Incluso hay quienes hablan de un “bloque progresista” en el que incluyen al PNV y a Junts per Catalunya. Pero hay que tener la cara muy dura para considerar progresista a un partido que apela a “Dios” y a las “leyes viejas”, y a otro que reivindica “los derechos y las libertades perdidas en 1714”.

No hay ningún problema en que se pueda hablar en euskera, en gallego o en catalán en el Congreso, en Bruselas o en la ONU. El problema es que en Cataluña los niños siguen sin poder recibir ni siquiera un 25% de las clases en español, pese a que es la lengua propia de la mayoría de los catalanes. El problema es que todos (o casi todos) los rótulos en las vías públicas en Cataluña y todas (o casi todas) las comunicaciones oficiales en esa comunidad ignoran sistemáticamente a los castellanohablantes. El problema es que la ley de banderas se incumple permanente e impunemente en toda Cataluña.

El presidente autonómico de Castilla-La Mancha, el socialista Emiliano García-Page, lamentaba este jueves que Puigdemont tenga “el mando a distancia de la legislatura”, y lo atribuía a “lo perverso del resultado diabólico que arrojaron las urnas”.

Se equivoca don Emiliano. Puigdemont tiene “el mando a distancia de la legislatura” porque los dos grandes partidos de ámbito nacional se lo permiten, no por ningún resultado electoral “perverso”. Si PSOE y PP se pusieran de acuerdo, el fugado líder secesionista no pintaría nada.

La elección del presidente y de los miembros de la Mesa del Congreso era una buena oportunidad para demostrar que es posible gobernar sin los extremos (¿acaso tiene el PSOE más cosas en común con Bildu y Puigdemont que con el PP?), pero socialistas y populares han vuelto a mostrarse incapaces de anteponer el interés general al suyo propio. Y, lo que es peor, parece que sus votantes están encantados con ello.
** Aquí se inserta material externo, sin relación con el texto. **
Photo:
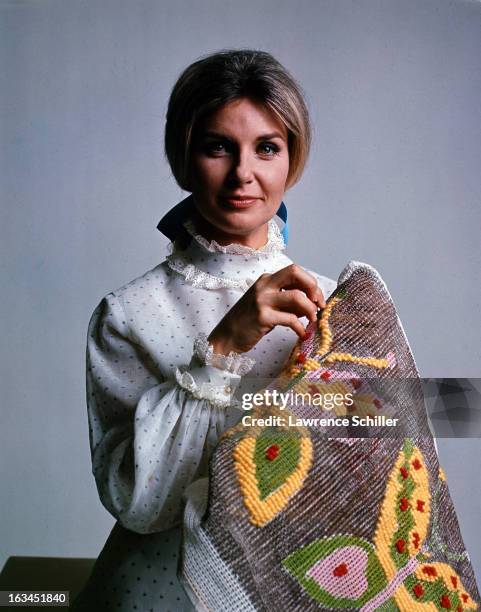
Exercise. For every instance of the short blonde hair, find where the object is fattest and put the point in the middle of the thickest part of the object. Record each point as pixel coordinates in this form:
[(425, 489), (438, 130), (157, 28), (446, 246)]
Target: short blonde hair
[(216, 79)]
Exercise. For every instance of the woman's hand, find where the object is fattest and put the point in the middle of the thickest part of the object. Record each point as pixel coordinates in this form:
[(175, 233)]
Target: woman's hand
[(274, 299)]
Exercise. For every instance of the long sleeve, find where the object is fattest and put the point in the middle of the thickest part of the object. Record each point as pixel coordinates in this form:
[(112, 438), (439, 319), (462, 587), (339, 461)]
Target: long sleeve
[(149, 437)]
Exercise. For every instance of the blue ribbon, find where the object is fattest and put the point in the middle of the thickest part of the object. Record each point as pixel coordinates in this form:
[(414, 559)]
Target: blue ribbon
[(171, 223)]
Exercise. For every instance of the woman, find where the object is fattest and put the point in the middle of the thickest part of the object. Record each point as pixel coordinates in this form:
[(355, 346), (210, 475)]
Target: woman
[(237, 136)]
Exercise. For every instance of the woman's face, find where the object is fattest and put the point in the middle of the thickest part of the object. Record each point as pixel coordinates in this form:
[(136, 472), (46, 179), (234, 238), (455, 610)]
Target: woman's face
[(239, 169)]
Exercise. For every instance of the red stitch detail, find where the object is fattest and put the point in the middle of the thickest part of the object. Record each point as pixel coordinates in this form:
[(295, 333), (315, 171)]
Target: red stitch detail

La trama de afectos con la que algunos definían España es hoy menos sólida. Y no me extraña. ¿Por qué le va a interesar a un catalán constitucionalista que mejoren las residencias de la tercera edad en Galicia o Castilla y León, si los votos de buena parte de los diputados de esas comunidades harán más difícil que sus hijos puedan recibir una educación bilingüe en Cataluña? ¿Por qué le va a importar a un madrileño que mejoren las listas de espera en Cataluña, si con los votos de la mayoría de los diputados catalanes se va a discriminar negativamente la financiación de la Comunidad de Madrid?

Dice la nueva presidenta del Congreso, la socialista Francina Armengol, que “España siempre avanza cuando se reconoce en su pluralidad y diversidad, porque la riqueza de este país reside en su carácter plural”. Estoy totalmente de acuerdo. Pero cuando la pluralidad se convierte en desigualdad de derechos y obligaciones, el Estado deja de tener sentido. Y me temo que cada vez hay más ciudadanos españoles que empiezan a preguntarse si vale la pena seguir trabajando por el futuro de este país.

Yo, la verdad, no tengo clara la respuesta.